Strategic leaders resist the temptation to build huge scorecards.  They tackle the vision one element at a time, facilitating focus and creating impact rather than marginalizing too many concurrent initiatives.

Create metrics to monitor, teach and develop strategic execution and financial literacy throughout the organization.  “What gets measured gets done”.  We all know this is true.  The problem is, if we measure too many things nothing gets done.  So, again, choosing what to measure (and what NOT to measure) is a key decision at the onset of any strategic execution.

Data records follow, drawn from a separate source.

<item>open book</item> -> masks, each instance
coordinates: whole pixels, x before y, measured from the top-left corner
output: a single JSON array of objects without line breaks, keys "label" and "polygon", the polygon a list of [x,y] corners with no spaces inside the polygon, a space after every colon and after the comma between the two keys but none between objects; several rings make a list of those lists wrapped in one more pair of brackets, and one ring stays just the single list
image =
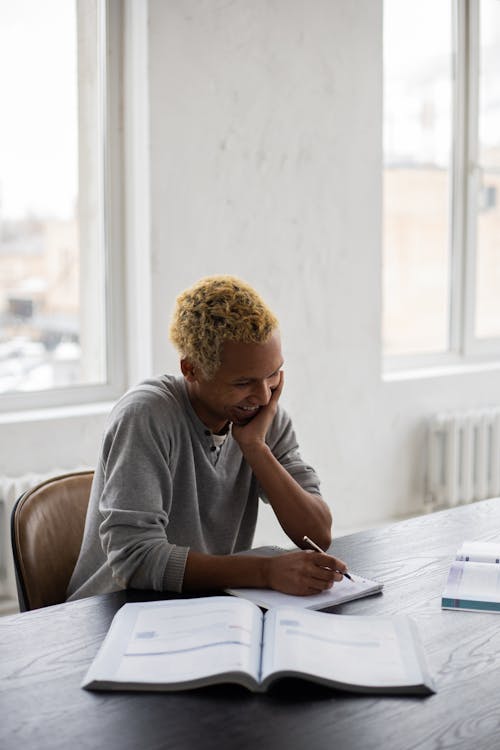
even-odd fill
[{"label": "open book", "polygon": [[500,612],[500,543],[462,544],[450,566],[441,606]]},{"label": "open book", "polygon": [[235,683],[265,692],[300,677],[368,693],[430,693],[418,634],[404,615],[350,617],[230,596],[124,604],[82,687],[187,690]]}]

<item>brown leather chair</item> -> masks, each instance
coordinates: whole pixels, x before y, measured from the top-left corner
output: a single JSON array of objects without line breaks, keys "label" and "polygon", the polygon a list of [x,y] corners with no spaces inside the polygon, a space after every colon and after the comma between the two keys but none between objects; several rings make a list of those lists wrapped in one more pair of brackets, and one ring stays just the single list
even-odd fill
[{"label": "brown leather chair", "polygon": [[17,500],[11,538],[21,612],[65,601],[93,476],[93,471],[78,471],[53,477]]}]

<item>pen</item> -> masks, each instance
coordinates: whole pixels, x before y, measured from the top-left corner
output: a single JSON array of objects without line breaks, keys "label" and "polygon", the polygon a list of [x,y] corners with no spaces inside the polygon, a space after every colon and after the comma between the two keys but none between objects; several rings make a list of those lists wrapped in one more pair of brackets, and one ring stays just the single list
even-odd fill
[{"label": "pen", "polygon": [[[312,547],[313,549],[315,549],[315,550],[316,550],[317,552],[324,552],[324,551],[325,551],[325,550],[321,549],[321,547],[318,547],[318,545],[316,544],[316,542],[313,542],[313,540],[312,540],[312,539],[309,539],[309,537],[308,537],[308,536],[303,536],[303,537],[302,537],[302,540],[303,540],[304,542],[306,542],[306,544],[308,544],[308,545],[309,545],[310,547]],[[353,580],[353,578],[352,578],[352,577],[351,577],[351,576],[349,575],[349,573],[344,573],[344,571],[343,571],[343,570],[337,570],[337,571],[335,571],[335,572],[336,572],[336,573],[342,573],[342,575],[343,575],[343,576],[345,576],[345,577],[346,577],[346,578],[348,578],[348,579],[349,579],[349,580],[350,580],[350,581],[351,581],[352,583],[354,583],[354,580]]]}]

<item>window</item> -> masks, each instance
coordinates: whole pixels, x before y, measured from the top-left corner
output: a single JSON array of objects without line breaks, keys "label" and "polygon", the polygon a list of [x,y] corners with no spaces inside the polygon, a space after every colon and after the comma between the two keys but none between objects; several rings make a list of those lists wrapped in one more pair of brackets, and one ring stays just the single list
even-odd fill
[{"label": "window", "polygon": [[0,408],[118,389],[118,13],[0,0]]},{"label": "window", "polygon": [[500,1],[385,0],[388,369],[500,357]]},{"label": "window", "polygon": [[479,21],[474,336],[484,341],[500,337],[500,2],[482,0]]}]

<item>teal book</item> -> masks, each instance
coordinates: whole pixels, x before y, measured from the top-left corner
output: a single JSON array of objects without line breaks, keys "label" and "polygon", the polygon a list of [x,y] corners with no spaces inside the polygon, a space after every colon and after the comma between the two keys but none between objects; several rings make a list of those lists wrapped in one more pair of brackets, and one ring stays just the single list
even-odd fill
[{"label": "teal book", "polygon": [[443,609],[500,612],[500,542],[464,542],[441,597]]}]

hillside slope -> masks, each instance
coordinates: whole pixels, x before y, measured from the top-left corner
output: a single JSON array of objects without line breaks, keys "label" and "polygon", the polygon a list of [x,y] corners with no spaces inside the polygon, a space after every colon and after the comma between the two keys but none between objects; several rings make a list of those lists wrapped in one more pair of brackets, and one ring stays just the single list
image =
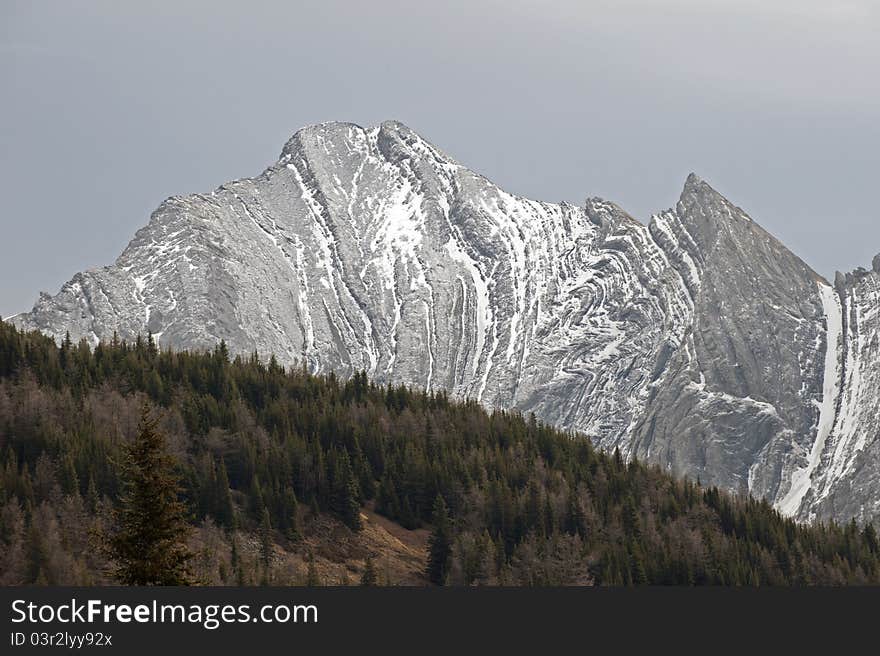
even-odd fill
[{"label": "hillside slope", "polygon": [[144,402],[179,463],[204,582],[354,583],[369,557],[380,583],[424,583],[438,498],[450,584],[880,582],[871,525],[799,525],[534,417],[225,345],[92,350],[3,322],[0,581],[106,582],[90,529],[110,521]]}]

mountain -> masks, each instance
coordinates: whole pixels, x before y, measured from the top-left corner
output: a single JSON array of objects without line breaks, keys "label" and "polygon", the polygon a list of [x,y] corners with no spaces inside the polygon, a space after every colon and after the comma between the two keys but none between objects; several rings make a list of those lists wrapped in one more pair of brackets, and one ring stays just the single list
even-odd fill
[{"label": "mountain", "polygon": [[643,225],[527,200],[398,122],[297,132],[14,318],[515,408],[801,519],[880,515],[878,265],[830,285],[706,182]]}]

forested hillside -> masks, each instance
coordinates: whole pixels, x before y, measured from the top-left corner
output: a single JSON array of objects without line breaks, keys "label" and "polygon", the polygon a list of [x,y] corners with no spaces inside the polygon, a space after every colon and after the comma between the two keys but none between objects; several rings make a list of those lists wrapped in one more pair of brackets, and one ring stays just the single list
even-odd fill
[{"label": "forested hillside", "polygon": [[203,583],[880,582],[872,526],[801,526],[533,418],[0,322],[0,583],[112,582],[95,542],[145,402]]}]

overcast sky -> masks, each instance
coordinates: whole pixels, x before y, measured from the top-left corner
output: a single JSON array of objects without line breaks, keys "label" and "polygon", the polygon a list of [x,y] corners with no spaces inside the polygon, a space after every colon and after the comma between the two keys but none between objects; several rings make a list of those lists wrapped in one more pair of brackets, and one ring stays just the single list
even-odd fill
[{"label": "overcast sky", "polygon": [[327,120],[643,221],[695,171],[823,275],[870,266],[878,5],[0,0],[0,315]]}]

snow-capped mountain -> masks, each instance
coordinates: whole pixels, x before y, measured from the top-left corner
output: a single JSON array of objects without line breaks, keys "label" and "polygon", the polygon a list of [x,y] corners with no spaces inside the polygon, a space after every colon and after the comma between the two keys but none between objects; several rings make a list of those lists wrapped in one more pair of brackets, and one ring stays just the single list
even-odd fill
[{"label": "snow-capped mountain", "polygon": [[645,226],[511,195],[406,126],[297,132],[170,198],[22,327],[275,354],[534,412],[799,518],[880,516],[880,258],[829,285],[691,175]]}]

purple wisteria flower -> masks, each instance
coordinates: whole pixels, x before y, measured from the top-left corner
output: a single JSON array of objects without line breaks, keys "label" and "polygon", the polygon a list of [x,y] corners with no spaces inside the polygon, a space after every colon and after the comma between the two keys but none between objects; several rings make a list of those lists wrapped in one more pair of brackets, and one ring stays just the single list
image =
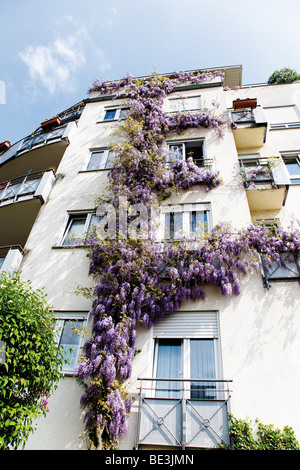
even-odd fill
[{"label": "purple wisteria flower", "polygon": [[[118,127],[124,139],[113,147],[115,165],[108,175],[116,210],[121,197],[126,197],[129,205],[141,203],[150,210],[174,189],[201,184],[208,191],[221,184],[218,172],[198,167],[191,158],[168,165],[162,151],[171,131],[204,127],[223,136],[226,120],[215,115],[217,103],[213,103],[213,110],[200,112],[169,115],[163,111],[163,100],[176,85],[215,78],[222,79],[222,73],[176,72],[145,80],[128,75],[118,81],[94,83],[90,91],[128,98],[127,119]],[[236,231],[219,224],[196,240],[192,250],[189,240],[174,241],[162,249],[155,240],[155,230],[149,226],[147,239],[123,239],[118,226],[112,240],[87,240],[90,275],[96,283],[93,326],[76,373],[86,386],[81,397],[86,425],[92,429],[100,426],[110,442],[127,431],[131,401],[124,384],[132,372],[137,325],[151,328],[184,302],[204,300],[207,285],[227,297],[239,295],[240,278],[253,269],[260,254],[271,260],[280,260],[285,250],[300,254],[296,228],[278,229],[274,235],[263,225]]]}]

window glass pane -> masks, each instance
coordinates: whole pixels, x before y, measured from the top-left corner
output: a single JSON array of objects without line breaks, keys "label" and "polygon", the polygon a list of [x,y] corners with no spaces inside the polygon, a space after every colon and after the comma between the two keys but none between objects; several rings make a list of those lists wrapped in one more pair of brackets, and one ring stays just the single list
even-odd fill
[{"label": "window glass pane", "polygon": [[96,228],[96,225],[100,222],[101,218],[102,217],[100,217],[99,215],[92,214],[91,219],[90,219],[90,223],[89,223],[89,226],[88,226],[88,230],[94,230]]},{"label": "window glass pane", "polygon": [[108,170],[114,166],[114,154],[113,152],[108,153],[107,161],[105,164],[105,169]]},{"label": "window glass pane", "polygon": [[[59,347],[63,349],[63,356],[69,361],[69,364],[63,366],[64,370],[73,371],[79,353],[80,335],[74,332],[74,329],[81,331],[83,320],[65,320],[60,337]],[[72,348],[72,351],[70,351]]]},{"label": "window glass pane", "polygon": [[182,238],[183,236],[183,213],[182,212],[169,212],[165,214],[165,233],[166,240],[173,240],[173,238]]},{"label": "window glass pane", "polygon": [[113,119],[115,119],[116,111],[116,109],[110,109],[106,111],[104,121],[112,121]]},{"label": "window glass pane", "polygon": [[183,144],[169,145],[169,162],[183,160]]},{"label": "window glass pane", "polygon": [[285,159],[284,162],[290,175],[300,175],[300,165],[296,158]]},{"label": "window glass pane", "polygon": [[207,211],[190,212],[190,237],[199,237],[207,232]]},{"label": "window glass pane", "polygon": [[4,263],[4,260],[5,260],[5,256],[4,257],[0,257],[0,269]]},{"label": "window glass pane", "polygon": [[85,221],[86,216],[81,218],[74,218],[70,221],[63,245],[72,245],[75,240],[81,239],[83,237]]},{"label": "window glass pane", "polygon": [[126,119],[127,116],[128,116],[128,113],[129,113],[129,109],[128,109],[128,108],[122,108],[122,109],[120,110],[119,119]]},{"label": "window glass pane", "polygon": [[200,108],[200,97],[190,96],[185,98],[171,99],[169,101],[170,111],[191,111]]},{"label": "window glass pane", "polygon": [[[181,340],[161,339],[158,345],[157,378],[177,379],[181,374]],[[178,398],[180,382],[157,381],[156,396],[159,398]]]},{"label": "window glass pane", "polygon": [[200,97],[199,96],[190,96],[184,100],[184,109],[192,110],[200,108]]},{"label": "window glass pane", "polygon": [[185,154],[186,154],[186,157],[185,157],[186,160],[189,157],[191,157],[196,163],[196,165],[204,166],[202,142],[199,142],[199,143],[187,142],[185,144]]},{"label": "window glass pane", "polygon": [[[192,339],[190,341],[191,379],[215,379],[215,352],[213,339]],[[193,382],[191,398],[214,399],[216,385],[212,382]]]},{"label": "window glass pane", "polygon": [[104,152],[93,152],[88,164],[88,170],[99,170],[103,161]]}]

Every position in the company can have measurable performance indicators.  There are benchmarks for all positions, although not all are easily defined.  I like to include both leading indicators, which are effective management tools to ensure the desired results are achieved, and then the profitability and the franchise value as the lagging indicators which reflect the results we are aiming for.

In addition, teaching every team member how we make money and where they contribute to our success is an important element in strategic execution.  People do want to do the right thing, but often they don’t know what it is.  Sharing financial results throughout the organization and explaining the bank’s profitability dynamics time and time again is a cornerstone to strategic alignment and execution that should not be neglected.

Hold people accountable and align incentives to achieve desired results and time- horizon thinking.  Strategic execution relies on alignment, where the entire team is pulling in the same direction.  Unifying the group around the metrics identified above is an effective way to achieve organizational alignment and facilitate execution.  Further utilizing the same metrics to build incentives and motivate behavior brings simplicity and focus to the process.  We often tend to over-complicate our message.  Our business is generally not complex, and a small set of indicators should be sufficient to generate the results we want.  Ensuring that those are communicated frequently and rewarded through meaningful incentives is helpful to strategic execution.

Put in place key control without suffocating the organization.  We are in the business of managing and intermediating risk.  This means that controls must be put in place to ensure risk is indeed being managed, NOT eliminated altogether.  Risk management is a core activity of banking, but it must be done at the top of the house without strangling the operating entity and preventing it from executing the vision.  This isn’t an easy balance to strike, but it is an important one to achieve.

Think forward, not backward.  Too many leaders took in the rear view mirror.  We need to look forward be proactive and anticipatory.  Most of our metrics are post-factum, which is why leading indicators are so important.  Identify them and manage to them, since strategic thinking and proactive initiatives are true differentiators in our business.

Have fun!  We spend way too much time at work not to enjoy it.  An organization that has fun together is much more likely to succeed.  Remember that.  Fun is a good thing!